La venue d’un nouvel album de Primus est toujours un évènement en soi pour le fan, d’autant plus après une si longue attente. Dans toute sa discographie, Primus a toujours réussi à se renouveler tout en se prolongeant. Chaque album est une pierre de plus à l’édifice, tous à la fois très différents les uns des autres, ils ne peuvent cependant n’être que les enfants légèrement dégénérés de la bande à Claypool, reconnaissables entre mille par les compositions, les textes barrés ou bien évidemment l’utilisation de la basse.
Green Naugahyde n’échappe pas à la règle, même si à son écoute, on a parfois l’impression de retrouver un melting pot des albums précédents, des riffs ou des sonorités rappelant parfois très fortement Tales of, Pork Soda, Antipop et même le Brown Album avec Lee Van Cleef et Last Salmon qui me fait beaucoup penser à Fisticuts.
Une différence entre Green et les opus antérieurs émerge cependant, mais pas pour les bonnes raisons : l’album ne décolle jamais ! Ça m’attriste profondément d’écrire ce genre de chose, mais c’est bien le cas.

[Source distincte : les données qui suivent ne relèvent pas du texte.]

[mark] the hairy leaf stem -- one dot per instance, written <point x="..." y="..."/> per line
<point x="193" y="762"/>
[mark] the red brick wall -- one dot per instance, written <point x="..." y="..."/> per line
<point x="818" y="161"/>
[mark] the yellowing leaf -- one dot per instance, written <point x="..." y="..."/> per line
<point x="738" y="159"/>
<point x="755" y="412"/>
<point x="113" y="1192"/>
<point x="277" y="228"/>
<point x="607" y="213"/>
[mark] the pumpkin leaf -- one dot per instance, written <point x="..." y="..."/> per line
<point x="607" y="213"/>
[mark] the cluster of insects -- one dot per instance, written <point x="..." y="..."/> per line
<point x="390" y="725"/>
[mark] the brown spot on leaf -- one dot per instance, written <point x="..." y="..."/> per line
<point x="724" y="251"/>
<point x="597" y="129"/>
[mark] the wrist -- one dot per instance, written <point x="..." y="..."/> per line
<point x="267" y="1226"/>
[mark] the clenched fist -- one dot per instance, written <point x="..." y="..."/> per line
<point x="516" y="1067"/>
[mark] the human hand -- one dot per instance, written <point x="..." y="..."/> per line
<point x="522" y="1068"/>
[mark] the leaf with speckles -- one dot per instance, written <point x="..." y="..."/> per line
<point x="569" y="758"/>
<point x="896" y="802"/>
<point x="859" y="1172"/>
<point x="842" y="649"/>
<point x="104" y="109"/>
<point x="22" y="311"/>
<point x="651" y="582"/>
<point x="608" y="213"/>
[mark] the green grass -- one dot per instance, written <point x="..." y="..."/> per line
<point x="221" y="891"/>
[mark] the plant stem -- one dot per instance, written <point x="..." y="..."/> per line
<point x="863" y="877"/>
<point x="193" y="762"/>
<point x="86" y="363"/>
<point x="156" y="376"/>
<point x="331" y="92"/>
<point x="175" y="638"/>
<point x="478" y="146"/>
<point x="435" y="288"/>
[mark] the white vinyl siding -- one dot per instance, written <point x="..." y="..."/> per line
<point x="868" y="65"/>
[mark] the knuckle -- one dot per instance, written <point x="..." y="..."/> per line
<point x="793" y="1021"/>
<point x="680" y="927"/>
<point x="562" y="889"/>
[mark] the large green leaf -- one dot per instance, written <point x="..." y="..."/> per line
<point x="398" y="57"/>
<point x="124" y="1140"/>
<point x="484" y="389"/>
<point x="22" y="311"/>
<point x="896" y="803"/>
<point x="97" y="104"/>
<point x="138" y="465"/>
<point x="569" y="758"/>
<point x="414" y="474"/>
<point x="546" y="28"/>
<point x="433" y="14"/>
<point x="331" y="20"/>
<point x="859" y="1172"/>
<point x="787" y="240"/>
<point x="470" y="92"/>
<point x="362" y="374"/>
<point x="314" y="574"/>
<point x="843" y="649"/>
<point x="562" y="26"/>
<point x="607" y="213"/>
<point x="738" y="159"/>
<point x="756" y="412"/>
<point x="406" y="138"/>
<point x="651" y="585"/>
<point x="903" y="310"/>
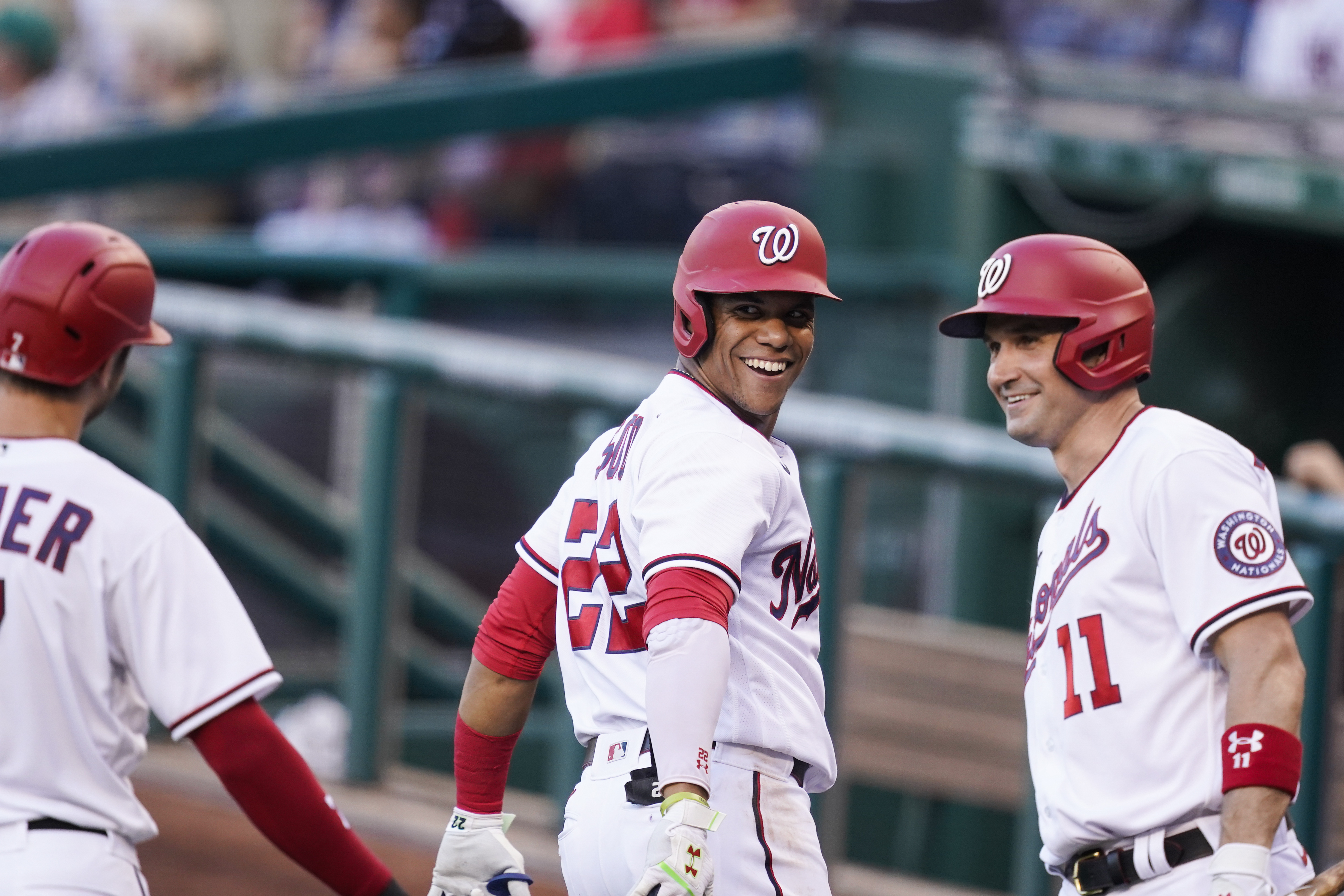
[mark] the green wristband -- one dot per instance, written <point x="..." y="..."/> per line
<point x="686" y="795"/>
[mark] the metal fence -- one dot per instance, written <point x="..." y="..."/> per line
<point x="830" y="433"/>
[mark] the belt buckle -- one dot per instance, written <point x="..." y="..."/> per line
<point x="1080" y="860"/>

Alors que Primus nous avait habitué à des albums alternants morceaux très punchy donnant envie de sauter partout déguisé en pingouin et « ballades » parfois touchantes comme Coattails of a Dead Man, American Life ou Bob, Green reste dans un domaine allant du mollasson au mid tempo, enchainant titres sympatoches et titres presque chiants ! Certes tout ceci est très bien exécuté mais on est plus dans un registre planant de quadra fumeurs de pétards que de jeunes californiens sautillants. Vous êtes prévenus.